Across all aims, healthy controls will be included to establish norms. We hypothesize female iCUD to differ
from male iCUD, or female controls, in a pattern indicative of enhanced vulnerability to iRISA inclusive of
compensatory PFC activations and abnormalities in structural measures; iCUD vs. iOUD comparisons will be
exploratory. The novelty of this proposal is further enhanced by an exploratory aim to compare, in a within-
subjects design, menstrual cycle (and hormonal) effects and by developing sophisticated machine-learning
algorithms to incorporate data from all imaging modalities to yield an automated group classification and
addiction severity (including craving) prediction tool.
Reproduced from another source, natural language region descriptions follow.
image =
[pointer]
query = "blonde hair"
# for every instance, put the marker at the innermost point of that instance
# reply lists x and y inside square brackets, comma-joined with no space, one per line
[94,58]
Considering that the majority of research in addiction
occurs in males, clarification of the sex differences in the neural underpinnings of iRISA could reinforce the
importance of studying both genders and suggest that different treatment strategies may be effective in women
(potentially of most impact when timed vis-à-vis menstrual cycle), contributing to...

## Key facts

- **NIH application ID:** 10786037
- **Project number:** 5R01DA048301-05
- **Recipient organization:** ICAHN SCHOOL OF MEDICINE AT MOUNT SINAI
- **Principal Investigator:** Rita Z Goldstein
- **Activity code:** R01 (R01, R21, SBIR, etc.)
- **Funding institute:** NIH
- **Fiscal year:** 2024
- **Award amount:** $681,089
- **Award type:** 5
- **Project period:** 2020-04-01 → 2025-02-28

## Primary source

NIH RePORTER: https://reporter.nih.gov/project-details/10786037

## Citation

> US National Institutes of Health, RePORTER application 10786037, Sex differences in the neural correlates underlying impairments in response inhibition and salience attribution in cocaine addiction (5R01DA048301-05). Retrieved via AI Analytics 2026-05-26 from https://api.ai-analytics.org/grant/nih/10786037. Licensed CC0.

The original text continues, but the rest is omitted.